Verbesserung der Studienbedingungen körperbehinderter Studenten
der Abgeordneten Frau Hürland, Pfeifer, Burger, Geisenhofer, Braun, Frau Benedix-Engler, Hasinger, Kroll-Schlüter, Frau Karwatzki, Horstmeier, Schetter, Dr. George, Zink, Frau Verhülsdonk, Frau Dr. Neumeister, Dr. Becker (Frankfurt), Dr. Hammans, Müller (Berlin), Frau Dr. Wilms, Prangenberg und der Fraktion der CDU/CSU
Vorbemerkung
An deutschen Hochschulen studieren etwa 4000 bis 5000 körperbehinderte Studenten. Die Zahl dieser Studenten, die durch eine entsprechende schulische Bildung in die Lage versetzt werden, ein Studium aufzunehmen, ist steigend.

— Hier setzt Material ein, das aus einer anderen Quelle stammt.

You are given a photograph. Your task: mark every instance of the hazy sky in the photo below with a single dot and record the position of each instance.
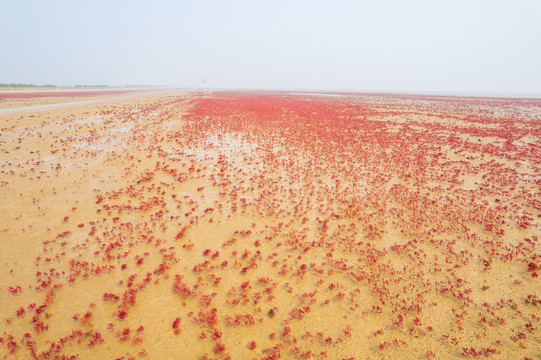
(465, 46)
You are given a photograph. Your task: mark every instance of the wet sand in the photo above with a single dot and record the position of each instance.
(243, 225)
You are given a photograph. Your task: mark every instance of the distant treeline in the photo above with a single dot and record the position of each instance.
(25, 85)
(92, 86)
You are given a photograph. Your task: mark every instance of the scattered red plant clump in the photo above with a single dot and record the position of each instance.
(324, 207)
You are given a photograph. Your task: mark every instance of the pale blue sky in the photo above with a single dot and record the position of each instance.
(460, 46)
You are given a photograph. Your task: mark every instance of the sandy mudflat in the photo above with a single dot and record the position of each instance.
(172, 225)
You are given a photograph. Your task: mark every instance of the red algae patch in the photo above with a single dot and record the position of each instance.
(271, 225)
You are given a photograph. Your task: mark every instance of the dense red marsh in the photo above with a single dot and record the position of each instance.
(234, 225)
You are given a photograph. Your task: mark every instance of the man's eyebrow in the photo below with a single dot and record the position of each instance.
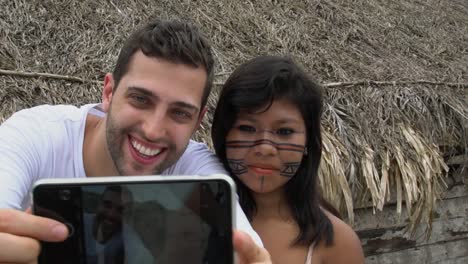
(147, 92)
(186, 105)
(141, 90)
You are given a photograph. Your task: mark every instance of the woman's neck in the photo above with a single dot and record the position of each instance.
(272, 205)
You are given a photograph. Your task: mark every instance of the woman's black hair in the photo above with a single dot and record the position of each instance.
(254, 85)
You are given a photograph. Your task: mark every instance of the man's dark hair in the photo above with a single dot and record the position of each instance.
(173, 41)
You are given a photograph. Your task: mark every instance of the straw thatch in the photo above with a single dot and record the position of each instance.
(395, 75)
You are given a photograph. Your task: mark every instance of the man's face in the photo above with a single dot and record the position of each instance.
(152, 114)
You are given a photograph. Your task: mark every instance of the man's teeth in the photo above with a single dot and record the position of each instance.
(145, 150)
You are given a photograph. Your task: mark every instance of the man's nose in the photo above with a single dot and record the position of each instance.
(155, 125)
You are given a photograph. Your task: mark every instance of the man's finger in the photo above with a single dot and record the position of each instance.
(247, 251)
(23, 224)
(17, 249)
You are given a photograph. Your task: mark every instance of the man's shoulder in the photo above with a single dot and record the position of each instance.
(197, 159)
(45, 113)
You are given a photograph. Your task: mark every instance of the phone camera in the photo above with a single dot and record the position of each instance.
(64, 195)
(71, 229)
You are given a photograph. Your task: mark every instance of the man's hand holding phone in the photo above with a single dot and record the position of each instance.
(20, 233)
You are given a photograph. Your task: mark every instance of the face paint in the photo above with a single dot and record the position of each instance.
(251, 144)
(290, 169)
(237, 166)
(265, 150)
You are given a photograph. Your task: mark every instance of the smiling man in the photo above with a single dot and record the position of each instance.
(152, 104)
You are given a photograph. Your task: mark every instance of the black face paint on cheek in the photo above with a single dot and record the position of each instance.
(251, 143)
(237, 166)
(290, 169)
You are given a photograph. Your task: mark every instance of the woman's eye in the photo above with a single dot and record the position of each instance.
(284, 131)
(246, 128)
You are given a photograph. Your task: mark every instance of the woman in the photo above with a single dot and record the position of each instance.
(266, 130)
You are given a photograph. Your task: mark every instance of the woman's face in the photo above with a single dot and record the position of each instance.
(264, 149)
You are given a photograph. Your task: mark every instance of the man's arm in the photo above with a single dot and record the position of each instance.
(20, 159)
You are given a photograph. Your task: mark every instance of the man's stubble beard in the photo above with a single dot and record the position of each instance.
(115, 137)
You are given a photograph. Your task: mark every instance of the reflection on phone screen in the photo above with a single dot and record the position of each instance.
(187, 222)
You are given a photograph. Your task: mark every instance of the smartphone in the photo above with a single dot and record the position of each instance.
(139, 219)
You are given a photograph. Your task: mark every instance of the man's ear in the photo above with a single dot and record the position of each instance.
(107, 91)
(200, 117)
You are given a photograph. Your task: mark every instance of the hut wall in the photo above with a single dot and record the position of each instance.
(384, 240)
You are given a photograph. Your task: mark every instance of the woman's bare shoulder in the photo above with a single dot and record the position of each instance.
(346, 247)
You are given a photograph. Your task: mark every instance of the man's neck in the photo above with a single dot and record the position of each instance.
(96, 158)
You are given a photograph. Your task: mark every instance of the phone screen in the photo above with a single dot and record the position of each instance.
(162, 222)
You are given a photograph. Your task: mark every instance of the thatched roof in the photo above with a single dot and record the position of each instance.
(388, 135)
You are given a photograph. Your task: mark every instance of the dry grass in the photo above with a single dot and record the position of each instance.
(381, 142)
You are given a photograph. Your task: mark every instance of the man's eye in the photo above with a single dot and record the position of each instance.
(246, 128)
(284, 131)
(139, 99)
(182, 114)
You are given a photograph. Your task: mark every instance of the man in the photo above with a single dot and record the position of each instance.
(152, 103)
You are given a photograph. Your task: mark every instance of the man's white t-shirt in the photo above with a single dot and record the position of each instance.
(47, 142)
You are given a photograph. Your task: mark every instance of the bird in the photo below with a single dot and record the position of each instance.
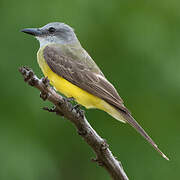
(72, 72)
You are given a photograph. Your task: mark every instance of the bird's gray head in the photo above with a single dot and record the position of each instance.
(55, 32)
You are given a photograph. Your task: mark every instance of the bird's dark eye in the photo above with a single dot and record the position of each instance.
(51, 30)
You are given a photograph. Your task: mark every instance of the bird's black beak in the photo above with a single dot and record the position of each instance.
(32, 31)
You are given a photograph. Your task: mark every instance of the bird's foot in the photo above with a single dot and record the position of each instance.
(78, 110)
(54, 109)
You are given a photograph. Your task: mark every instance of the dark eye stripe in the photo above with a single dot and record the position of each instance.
(51, 30)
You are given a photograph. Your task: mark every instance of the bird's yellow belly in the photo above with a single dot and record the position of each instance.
(70, 90)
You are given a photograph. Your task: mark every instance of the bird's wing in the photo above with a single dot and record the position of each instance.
(83, 75)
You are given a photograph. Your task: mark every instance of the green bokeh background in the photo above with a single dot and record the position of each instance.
(137, 46)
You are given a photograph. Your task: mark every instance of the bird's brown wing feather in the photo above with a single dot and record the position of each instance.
(81, 75)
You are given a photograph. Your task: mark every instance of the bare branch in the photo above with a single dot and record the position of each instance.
(63, 107)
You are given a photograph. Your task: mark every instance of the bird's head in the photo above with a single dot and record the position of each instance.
(54, 32)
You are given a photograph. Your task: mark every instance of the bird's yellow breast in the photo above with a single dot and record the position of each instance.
(70, 90)
(65, 87)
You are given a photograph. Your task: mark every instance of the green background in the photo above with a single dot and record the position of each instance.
(137, 46)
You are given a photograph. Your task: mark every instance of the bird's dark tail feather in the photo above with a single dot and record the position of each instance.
(139, 129)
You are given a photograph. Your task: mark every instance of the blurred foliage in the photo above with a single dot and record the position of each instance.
(137, 46)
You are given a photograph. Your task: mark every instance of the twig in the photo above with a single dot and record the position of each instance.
(63, 107)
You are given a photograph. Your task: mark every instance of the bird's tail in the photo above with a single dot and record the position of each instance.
(128, 118)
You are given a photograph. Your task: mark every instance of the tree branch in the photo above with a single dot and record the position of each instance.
(63, 107)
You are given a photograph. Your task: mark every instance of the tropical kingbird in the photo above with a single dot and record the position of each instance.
(73, 72)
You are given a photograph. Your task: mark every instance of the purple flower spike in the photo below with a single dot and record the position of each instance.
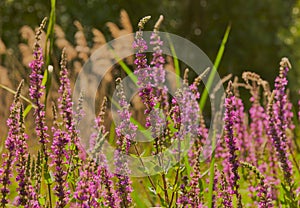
(230, 140)
(36, 93)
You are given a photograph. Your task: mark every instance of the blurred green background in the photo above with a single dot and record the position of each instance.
(262, 31)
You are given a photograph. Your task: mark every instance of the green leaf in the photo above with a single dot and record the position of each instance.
(215, 68)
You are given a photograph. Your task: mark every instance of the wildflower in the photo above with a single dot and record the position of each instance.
(224, 194)
(263, 189)
(36, 92)
(126, 132)
(22, 154)
(11, 144)
(230, 139)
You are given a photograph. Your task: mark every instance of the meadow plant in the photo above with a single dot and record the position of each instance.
(254, 159)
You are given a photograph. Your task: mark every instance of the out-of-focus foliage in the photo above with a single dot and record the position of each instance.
(291, 37)
(254, 41)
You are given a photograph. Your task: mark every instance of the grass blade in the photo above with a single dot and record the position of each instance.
(215, 68)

Nach § 2 Abs. 4 des Hochschulrahmengesetzes sind die Universitäten verpflichtet, „die besonderen Bedürfnisse behinderter Studenten zu berücksichtigen". Diese Berücksichtigung behinderter Studenten und die hierzu notwendigen besonderen Förderungsmaßnahmen finden an vielen Universitäten nicht statt.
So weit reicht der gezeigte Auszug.